Die drei Darsteller bespielen aber zumeist den Raum vor der Bühne und stellen so Nähe zum Publikum her. Mit Live-Video-Einspielungen und Referenzen an die Kultserie »Twin Peaks«, mit allerhand Sprachakrobatik und popmusikalischer Einlage ist die Inszenierung keineswegs arm an Einfällen - und doch mangelt es ihr deutlich an einem entschiedenen Zugriff auf das Stück.

Allzu sehr wird der Text nur proklamiert, dabei werden aber keine Bilder gefunden, die den Mut beweisen, auch Kontraste zu setzen und damit eine weitere inhaltliche Ebene eröffnen zu wollen. Die Inszenierung eines Stücks, das nach dem Sinn fragt in einer überkomplexen und gleichsam primitiven Welt und dabei sprachlichen Unsinn spielerisch in Kauf nimmt, hätte mehr Wildheit gebraucht, statt nur brav Text aufsagen zu lassen. Und so bleibt die szenische Umsetzung auch hinter dem humoristischen Potenzial zurück, das die Vorlage durchaus geboten hätte.

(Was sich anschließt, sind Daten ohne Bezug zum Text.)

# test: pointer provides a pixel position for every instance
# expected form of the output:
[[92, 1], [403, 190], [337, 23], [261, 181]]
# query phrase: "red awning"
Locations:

»Sehr geehrtes Publikum. Sie sind heute das Publikum, was bedeutet, dass Sie auf dieser Seite der Bühne sitzen - soviel dazu«, hört man von der Bühne her. So war es und so ist es im Theater, solange dort gespielt werden darf. Auch ein Lockdown wird nicht ewig dauern. Und so verlassen dann Affen und Menschen an diesem Premierenabend Bühne und Zuschauersaal.

Nächste Vorstellungen: 1., 3., 9. und 15.12.